Lo único que podía hacer era ir personalmente, a riesgo de quedar sepultado bajo el habla soez de Pasquano e incluso de tener que esquivar el lanzamiento de un bisturí o unos trozos de cadáver.

Sonó el teléfono.

– Dottore, tengo al habla al señor Graceffa; se llama así y no como ha escrito Catarella. ¿Se lo paso?

– ¿Señor Graceffa? Soy el comisario Montalbano. ¿Me ha llamado esta mañana?

– Sí. Ayer por la noche llamé a Retelibera y el periodista Zito me dijo que lo llamara a usted.

– Se lo agradezco. Dígame.

Silencio.

– ¿Oiga?

Nada.

Virgen santa, ¿se habría cortado la línea? Cada vez que hablaba, a Montalbano se le cortaba la línea, vete tú a saber por qué, y entonces le entraban sudores fríos y se sentía como un chiquillo repentinamente huérfano.

– ¡Oiga! ¡Óigame! -se puso a gritar.

– Estoy aquí.

– Pues entonces, ¿por qué no habla?

– Es que la cosa es muy delicada.

– ¿Prefiere no hablar de ello por teléfono?

– Sí, porque de un momento a otro puede regresar mi sobrina, que se ha ido a hacer la compra.

– Comprendo. ¿Puede venir aquí?

– No antes del mediodía.

– Muy bien, lo espero.

– ¿Das tu permiso? -dijo Augello desde la puerta.

– Entra y siéntate, Mimì. ¿Salvo te ha dejado dormir esta noche?

– Por suerte sí. Pero me he retrasado porque Beba ha ido al médico y yo he tenido que quedarme al cuidado del niño.

– ¿Qué tiene Beba?

– Cosas de mujeres. ¿Alguna novedad?

– Esencialmente, ninguna. Pero podría haber alguna dentro de poco. Aunque se refiere a otra cosa.

– ¿Cuál?

– Después te la digo.

El golpe del avistamiento de Picarella quería darlo cuando Catarella le devolviera la fotografía y en presencia también de Fazio.

– Ya has visto en Retelibera que le he pedido a Zito que…

– Sí, ya lo he visto.

– Después de la transmisión llamó un tal Graceffa, que vendrá este mediodía. Y llamó también una tal señora…

Sonó el teléfono.

– Dottore, la señora que se llama Annunziata y no Appuntata está aquí.

– Pásamela.

– Dottore, no me he explicado bien.
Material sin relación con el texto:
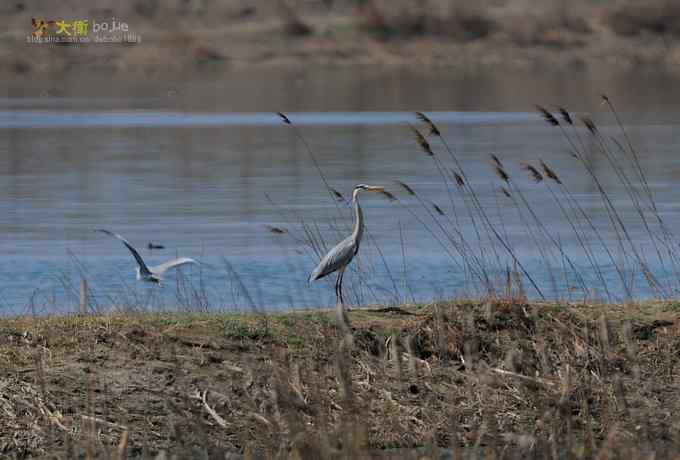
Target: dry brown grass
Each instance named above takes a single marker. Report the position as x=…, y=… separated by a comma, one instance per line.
x=631, y=19
x=510, y=378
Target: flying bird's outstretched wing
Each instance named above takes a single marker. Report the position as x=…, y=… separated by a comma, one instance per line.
x=162, y=268
x=338, y=257
x=144, y=270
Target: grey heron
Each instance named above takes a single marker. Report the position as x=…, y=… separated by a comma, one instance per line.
x=342, y=254
x=151, y=274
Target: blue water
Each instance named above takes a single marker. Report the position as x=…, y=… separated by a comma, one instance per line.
x=207, y=184
x=11, y=119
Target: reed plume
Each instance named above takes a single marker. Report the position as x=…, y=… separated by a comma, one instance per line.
x=550, y=173
x=589, y=123
x=406, y=187
x=565, y=115
x=498, y=168
x=534, y=174
x=434, y=131
x=438, y=209
x=422, y=142
x=390, y=196
x=547, y=116
x=276, y=230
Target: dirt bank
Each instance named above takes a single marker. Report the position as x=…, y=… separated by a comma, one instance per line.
x=187, y=38
x=493, y=375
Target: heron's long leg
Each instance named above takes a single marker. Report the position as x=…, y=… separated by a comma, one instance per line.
x=338, y=295
x=341, y=275
x=343, y=320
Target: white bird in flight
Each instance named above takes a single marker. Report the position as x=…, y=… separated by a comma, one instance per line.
x=153, y=274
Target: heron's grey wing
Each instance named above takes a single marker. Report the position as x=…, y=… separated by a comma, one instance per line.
x=338, y=257
x=162, y=268
x=142, y=265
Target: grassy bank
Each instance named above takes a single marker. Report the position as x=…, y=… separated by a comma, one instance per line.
x=504, y=377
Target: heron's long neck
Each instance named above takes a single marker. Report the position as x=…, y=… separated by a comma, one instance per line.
x=358, y=230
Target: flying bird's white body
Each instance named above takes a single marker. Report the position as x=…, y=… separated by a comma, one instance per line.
x=150, y=274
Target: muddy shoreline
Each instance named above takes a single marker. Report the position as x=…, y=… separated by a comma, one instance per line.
x=493, y=375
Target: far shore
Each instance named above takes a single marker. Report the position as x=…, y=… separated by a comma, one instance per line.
x=459, y=375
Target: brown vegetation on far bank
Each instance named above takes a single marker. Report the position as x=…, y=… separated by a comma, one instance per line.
x=190, y=36
x=507, y=378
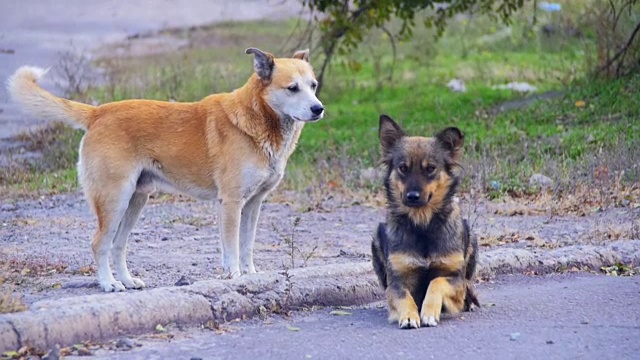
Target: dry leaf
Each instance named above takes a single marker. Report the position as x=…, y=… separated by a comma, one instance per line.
x=340, y=313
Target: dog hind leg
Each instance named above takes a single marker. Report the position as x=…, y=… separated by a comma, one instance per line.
x=119, y=251
x=110, y=211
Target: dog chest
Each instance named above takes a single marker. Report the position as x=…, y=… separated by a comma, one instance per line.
x=257, y=180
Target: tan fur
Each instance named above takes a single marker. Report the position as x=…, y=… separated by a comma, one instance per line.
x=232, y=147
x=403, y=310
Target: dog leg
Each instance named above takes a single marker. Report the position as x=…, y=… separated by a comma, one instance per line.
x=402, y=308
x=119, y=251
x=110, y=214
x=248, y=225
x=230, y=215
x=378, y=246
x=442, y=292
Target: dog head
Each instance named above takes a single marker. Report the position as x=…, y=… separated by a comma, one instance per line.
x=422, y=172
x=289, y=84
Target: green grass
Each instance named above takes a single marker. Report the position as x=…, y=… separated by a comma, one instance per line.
x=554, y=137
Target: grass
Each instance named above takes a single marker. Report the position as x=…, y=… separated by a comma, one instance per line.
x=588, y=135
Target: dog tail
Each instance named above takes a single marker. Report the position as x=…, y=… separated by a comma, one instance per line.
x=38, y=102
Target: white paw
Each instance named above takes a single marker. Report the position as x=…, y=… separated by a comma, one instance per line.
x=132, y=283
x=228, y=274
x=429, y=321
x=249, y=270
x=409, y=323
x=112, y=286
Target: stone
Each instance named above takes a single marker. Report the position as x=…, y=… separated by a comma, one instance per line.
x=540, y=181
x=457, y=85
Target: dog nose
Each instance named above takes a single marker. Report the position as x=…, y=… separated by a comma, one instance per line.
x=413, y=196
x=317, y=109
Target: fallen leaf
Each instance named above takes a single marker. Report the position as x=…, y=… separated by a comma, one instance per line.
x=340, y=313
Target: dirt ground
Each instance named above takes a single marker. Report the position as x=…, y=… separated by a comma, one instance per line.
x=45, y=243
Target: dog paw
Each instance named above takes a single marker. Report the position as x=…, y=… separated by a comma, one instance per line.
x=409, y=322
x=228, y=275
x=429, y=320
x=133, y=283
x=249, y=270
x=112, y=286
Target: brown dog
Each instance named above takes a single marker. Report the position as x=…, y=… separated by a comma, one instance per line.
x=423, y=255
x=232, y=147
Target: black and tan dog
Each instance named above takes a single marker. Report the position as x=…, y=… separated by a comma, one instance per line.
x=424, y=255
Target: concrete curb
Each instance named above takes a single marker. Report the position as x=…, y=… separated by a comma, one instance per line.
x=103, y=316
x=98, y=317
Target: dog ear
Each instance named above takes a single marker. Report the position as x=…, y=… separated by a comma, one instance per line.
x=302, y=55
x=263, y=64
x=390, y=133
x=452, y=140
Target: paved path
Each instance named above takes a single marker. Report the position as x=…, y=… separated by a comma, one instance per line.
x=554, y=317
x=38, y=32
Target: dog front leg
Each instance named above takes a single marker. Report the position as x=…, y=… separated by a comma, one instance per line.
x=442, y=291
x=402, y=307
x=230, y=213
x=248, y=225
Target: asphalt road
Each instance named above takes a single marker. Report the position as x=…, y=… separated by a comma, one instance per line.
x=554, y=317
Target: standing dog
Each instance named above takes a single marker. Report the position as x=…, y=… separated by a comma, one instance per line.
x=232, y=147
x=423, y=255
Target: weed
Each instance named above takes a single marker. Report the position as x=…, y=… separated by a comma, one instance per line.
x=292, y=247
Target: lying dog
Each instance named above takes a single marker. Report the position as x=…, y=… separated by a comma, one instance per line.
x=232, y=147
x=424, y=256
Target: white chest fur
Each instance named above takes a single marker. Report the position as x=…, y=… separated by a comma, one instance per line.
x=257, y=180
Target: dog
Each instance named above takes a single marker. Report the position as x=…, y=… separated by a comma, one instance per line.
x=230, y=147
x=424, y=255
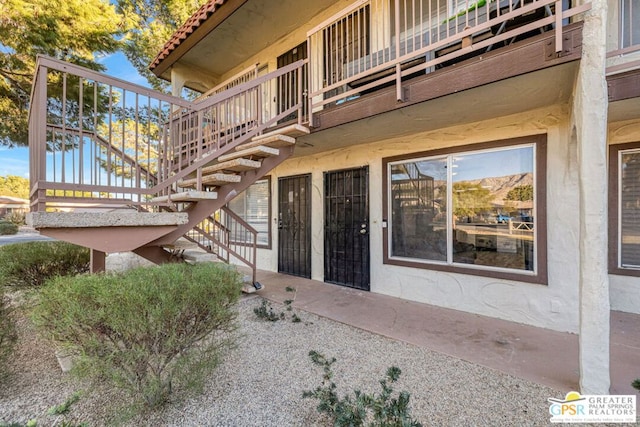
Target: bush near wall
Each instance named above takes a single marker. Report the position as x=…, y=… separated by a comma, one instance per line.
x=32, y=263
x=17, y=218
x=151, y=331
x=8, y=228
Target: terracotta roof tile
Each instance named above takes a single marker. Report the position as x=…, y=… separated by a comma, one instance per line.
x=188, y=28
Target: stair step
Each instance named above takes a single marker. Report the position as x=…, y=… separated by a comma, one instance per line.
x=181, y=244
x=273, y=141
x=186, y=196
x=236, y=165
x=293, y=130
x=214, y=179
x=256, y=152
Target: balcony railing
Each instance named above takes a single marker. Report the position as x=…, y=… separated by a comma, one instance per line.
x=374, y=43
x=626, y=55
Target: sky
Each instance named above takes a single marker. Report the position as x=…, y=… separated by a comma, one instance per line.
x=15, y=161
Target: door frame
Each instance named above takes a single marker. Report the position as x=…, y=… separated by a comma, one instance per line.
x=360, y=279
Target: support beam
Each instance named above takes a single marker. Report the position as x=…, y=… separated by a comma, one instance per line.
x=590, y=121
x=97, y=261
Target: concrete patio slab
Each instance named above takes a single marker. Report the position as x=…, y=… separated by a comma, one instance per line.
x=536, y=354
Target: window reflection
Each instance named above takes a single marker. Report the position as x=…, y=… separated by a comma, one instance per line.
x=491, y=220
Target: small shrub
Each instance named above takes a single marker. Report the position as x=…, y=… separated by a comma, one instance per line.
x=8, y=228
x=8, y=336
x=265, y=312
x=17, y=218
x=150, y=331
x=362, y=409
x=32, y=263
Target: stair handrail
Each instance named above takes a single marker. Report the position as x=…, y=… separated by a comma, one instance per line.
x=177, y=105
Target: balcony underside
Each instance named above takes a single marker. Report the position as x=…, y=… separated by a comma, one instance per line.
x=106, y=231
x=521, y=77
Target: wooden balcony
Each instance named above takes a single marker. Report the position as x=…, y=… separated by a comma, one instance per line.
x=377, y=44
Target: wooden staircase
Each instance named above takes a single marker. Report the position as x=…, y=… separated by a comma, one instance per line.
x=175, y=183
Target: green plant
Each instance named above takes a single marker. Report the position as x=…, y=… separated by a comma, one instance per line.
x=64, y=408
x=17, y=218
x=362, y=409
x=7, y=228
x=151, y=331
x=8, y=336
x=32, y=263
x=266, y=312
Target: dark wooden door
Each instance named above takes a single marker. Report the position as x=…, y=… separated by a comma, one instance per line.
x=294, y=225
x=346, y=228
x=288, y=84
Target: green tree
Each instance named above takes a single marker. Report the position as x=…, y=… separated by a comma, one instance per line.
x=521, y=193
x=470, y=199
x=14, y=186
x=153, y=23
x=72, y=30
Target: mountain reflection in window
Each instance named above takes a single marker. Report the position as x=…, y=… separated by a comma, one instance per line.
x=466, y=208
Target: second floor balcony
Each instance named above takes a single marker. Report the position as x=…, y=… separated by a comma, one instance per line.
x=355, y=48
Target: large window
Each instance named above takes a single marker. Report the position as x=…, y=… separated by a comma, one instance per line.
x=624, y=232
x=253, y=206
x=479, y=207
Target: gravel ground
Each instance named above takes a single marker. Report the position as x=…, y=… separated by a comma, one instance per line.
x=260, y=383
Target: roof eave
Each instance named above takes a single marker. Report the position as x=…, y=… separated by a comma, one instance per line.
x=182, y=41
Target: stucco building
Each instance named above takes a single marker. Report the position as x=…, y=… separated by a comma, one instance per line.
x=481, y=157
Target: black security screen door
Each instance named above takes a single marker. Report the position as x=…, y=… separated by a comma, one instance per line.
x=346, y=229
x=294, y=225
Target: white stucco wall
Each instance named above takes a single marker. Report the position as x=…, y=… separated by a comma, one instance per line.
x=554, y=306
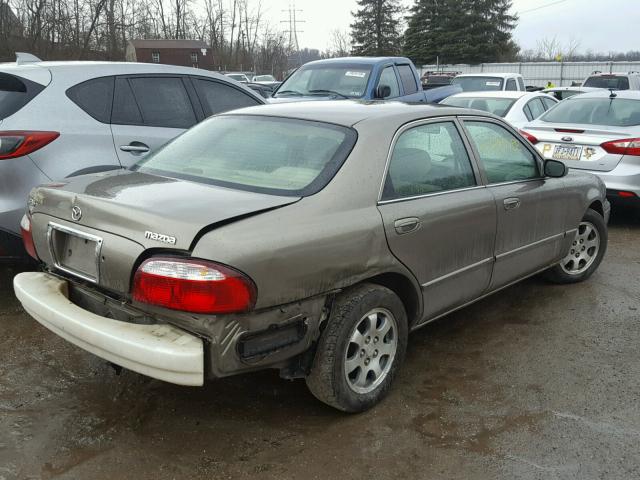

Está aquí personalmente.

– Pues entonces acompáñala al despacho del dottor Augello.

Mimì lo miró con expresión inquisitiva.

– Atiéndela tú, Mimì. Es una que vio la transmisión y a lo mejor puede ayudarnos a identificar a la chica.

– Pero ¿tú adónde vas?

– Voy a ver a Pasquano.

* * *

– Mire que esta mañana me echan humo los cojones -fue la amable advertencia inicial del médico.

Montalbano no se impresionó y contestó en el mismo tono. Pasquano sólo se volvía tratable si uno sabía plantarle cara.

– ¿Pues sabe usted lo que parecen los míos? Exactamente lo mismo que una locomotora de vapor.

– ¿Qué demonios quiere?

Había dicho demonios. Ni coño ni puñetas, lo cual significaba que estaba auténticamente furioso.

– ¿Qué ocurre, doctor?

– Pues que ayer por la tarde, en el Círculo, me encontré con una escalera servida.

– Qué bien, ¿no?

– No; porque un cabrón también tenía una escalera. Real y servida. ¿Me explico?

– Pues me parece estupendo, doctor. ¿Había relanzado?

– ¿Usted no lo habría hecho?

– Yo no juego. Pero ya verá como esta tarde lo compensa.

– ¿Ha venido para consolarme?

– He venido para…

– … ¿para hablar de la vida de los flamencos?